When it comes to comparing transPRK to LASIK today, things have certainly changed. Modern bladeless and touch-free transPRK is not comparable to the original PRK method from the 1990s. Also, a transPRK is safer than LASIK surgery.
Fifteen years ago, when our chief surgeon Prof. Farhad Hafezi performed refractive surgery, 90% of the time it would be LASIK, and only 10% of the time it would be PRK. Today, that ratio is completely the opposite. We can (and do) perform both, using the latest equipment, as we have all of the lasers and other equipment needed to do it. So why the change?
The answer is simple: science. TransPRK today is very different to the technique that was known as “PRK” in the early 1990s, and our understanding of the cornea – and what laser refractive surgery does to the cornea – is far more advanced nowadays. When it comes to insight into these changes, we are fortunate to have Prof. Hafezi, who has not only performed the procedure and has seen how it has changed in the clinic, but who also leads an ocular cell biology research group at the University of Zurich, meaning that he has insight all the way from the “molecules to man”.
Let us debunk some of the myths around modern PRK.

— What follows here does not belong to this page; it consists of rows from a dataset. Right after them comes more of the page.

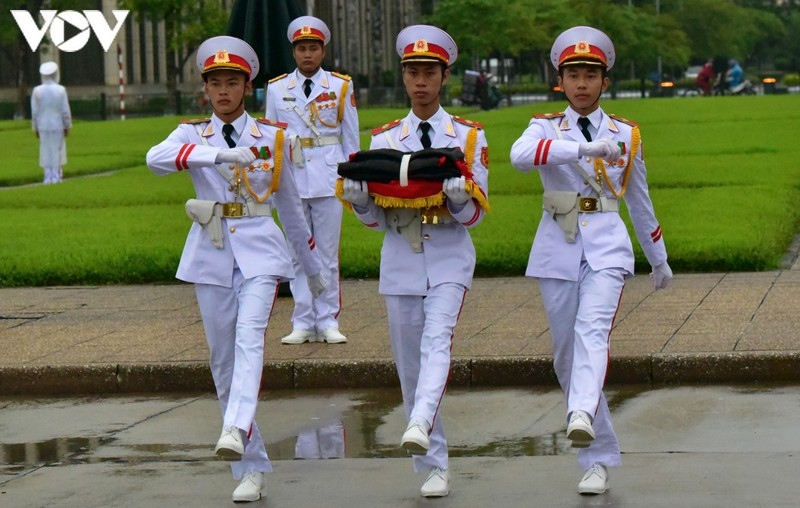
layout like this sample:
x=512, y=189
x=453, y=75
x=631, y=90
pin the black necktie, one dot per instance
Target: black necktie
x=425, y=138
x=227, y=130
x=584, y=123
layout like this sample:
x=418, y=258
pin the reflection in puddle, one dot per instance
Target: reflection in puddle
x=357, y=426
x=53, y=452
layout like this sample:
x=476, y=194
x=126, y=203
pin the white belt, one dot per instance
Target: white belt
x=247, y=209
x=320, y=141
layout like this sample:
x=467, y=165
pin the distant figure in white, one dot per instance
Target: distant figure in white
x=51, y=122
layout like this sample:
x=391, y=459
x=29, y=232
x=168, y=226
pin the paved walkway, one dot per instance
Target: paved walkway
x=722, y=327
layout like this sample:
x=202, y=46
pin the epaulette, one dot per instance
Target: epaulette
x=274, y=123
x=276, y=78
x=341, y=76
x=623, y=120
x=468, y=122
x=195, y=121
x=385, y=127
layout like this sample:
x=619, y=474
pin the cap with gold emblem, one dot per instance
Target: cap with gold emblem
x=582, y=45
x=308, y=28
x=426, y=43
x=226, y=52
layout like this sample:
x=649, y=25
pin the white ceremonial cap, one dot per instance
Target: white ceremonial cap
x=582, y=45
x=226, y=52
x=308, y=28
x=426, y=43
x=48, y=68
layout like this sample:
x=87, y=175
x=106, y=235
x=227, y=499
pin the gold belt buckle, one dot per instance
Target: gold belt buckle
x=232, y=210
x=430, y=219
x=587, y=204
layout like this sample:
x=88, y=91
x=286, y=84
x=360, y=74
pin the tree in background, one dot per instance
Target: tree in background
x=187, y=23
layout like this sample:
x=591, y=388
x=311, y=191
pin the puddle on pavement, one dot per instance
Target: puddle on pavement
x=354, y=435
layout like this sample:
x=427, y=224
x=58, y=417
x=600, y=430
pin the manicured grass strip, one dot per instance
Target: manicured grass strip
x=723, y=176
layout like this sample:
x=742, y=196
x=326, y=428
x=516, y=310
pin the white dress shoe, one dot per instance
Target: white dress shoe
x=580, y=429
x=594, y=481
x=415, y=439
x=437, y=484
x=332, y=336
x=299, y=337
x=230, y=445
x=249, y=488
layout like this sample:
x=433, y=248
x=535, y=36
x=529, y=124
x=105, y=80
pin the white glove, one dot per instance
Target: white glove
x=317, y=284
x=603, y=148
x=661, y=276
x=241, y=154
x=456, y=190
x=356, y=192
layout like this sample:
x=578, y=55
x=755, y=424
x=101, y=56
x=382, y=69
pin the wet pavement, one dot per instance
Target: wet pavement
x=695, y=446
x=719, y=327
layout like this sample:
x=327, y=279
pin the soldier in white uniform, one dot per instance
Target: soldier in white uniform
x=235, y=254
x=588, y=161
x=52, y=120
x=320, y=109
x=428, y=258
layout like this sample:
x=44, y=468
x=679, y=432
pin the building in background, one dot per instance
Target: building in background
x=362, y=46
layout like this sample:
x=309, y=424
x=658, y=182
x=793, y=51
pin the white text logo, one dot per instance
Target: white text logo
x=89, y=21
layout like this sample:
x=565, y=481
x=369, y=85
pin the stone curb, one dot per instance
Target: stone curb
x=656, y=369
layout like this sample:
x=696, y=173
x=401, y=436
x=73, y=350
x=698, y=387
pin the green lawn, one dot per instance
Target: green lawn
x=723, y=173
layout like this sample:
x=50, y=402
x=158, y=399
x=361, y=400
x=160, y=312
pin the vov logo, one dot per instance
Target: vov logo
x=89, y=21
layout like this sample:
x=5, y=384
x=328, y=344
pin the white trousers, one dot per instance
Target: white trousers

One of the advantages LASIK once had over PRK was that it caused less pain in the few days after surgery, but that isn’t the case thanks to advances in modern pain management over the last 15-30 years. When we see patients 24 hours after surgery that just had one eye operated on, the sclera is as white as the non-operated eye, and patients either report little to no pain. It’s also worth noting that Trans-PRK avoids the scraping away of the corneal epithelium with a blade. Today’s Trans-PRK doesn’t even touch the cornea with anything other than laser energy (“bladeless surgery”).
This is no longer the case. Our latest-generation SCHWIND AMARIS excimer laser is light years ahead of lasers from the early 2000s. The technology has advanced so much in terms of how it ablates the cornea; transPRK with the AMARIS now leaves a far smoother surface which causes less inflammation and results in a faster healing response. It also means that visual recovery is considerably more rapid than before: typically, our patients see up to 60% on day 2, and often reach even 80-100% on day 4.
TransPRK is just as effective as LASIK in correcting your vision (it uses the same excimer laser after all). But the most important reason why we prefer transPRK is the fact that it leaves a stronger cornea. It’s all about safety. And a transPRK is safer than LASIK surgery.
There is no debate: we have performed and published the results of the experiments that prove it (see our posts at the bottom of this page). PRK leaves the cornea stronger than LASIK. Removing corneal tissue with a laser does weaken it – but normally, the cornea has lots of strength to spare. LASIK involves making a flap in the cornea (much like a tin-opener does with a can of beans) which exposes the lower part of the cornea, which then gets lasered. The flap is repositioned – but once cut, it no longer contributes to the strength of the cornea. In PRK, the laser starts ablating tissue at the surface of the cornea – no flap is required, and we know from our objective experimental work published in prestigious peer-reviewed journals that this leaves the cornea stronger.
1. Spiru B, Kling S, Hafezi F, and Sekundo W, Biomechanical Properties of Human Cornea Tested by Two-Dimensional Extensiometry Ex Vivo in Fellow Eyes: Femtosecond Laser-Assisted LASIK Versus SMILE. J Refract Surg, 2018. 34(6): p. 419-423.
2. Spiru B, Kling S, Hafezi F, and Sekundo W, Biomechanical Differences Between Femtosecond Lenticule Extraction (FLEx) and Small Incision Lenticule Extraction (SmILE) Tested by 2D-Extensometry in Ex Vivo Porcine Eyes. Invest Ophthalmol Vis Sci, 2017. 58(5): p. 2591-2595.
3. Kling S, Spiru B, Hafezi F, and Sekundo W, Biomechanical Weakening of Different Re-treatment Options After Small Incision Lenticule Extraction (SMILE). J Refract Surg, 2017. 33(3): p. 193-198.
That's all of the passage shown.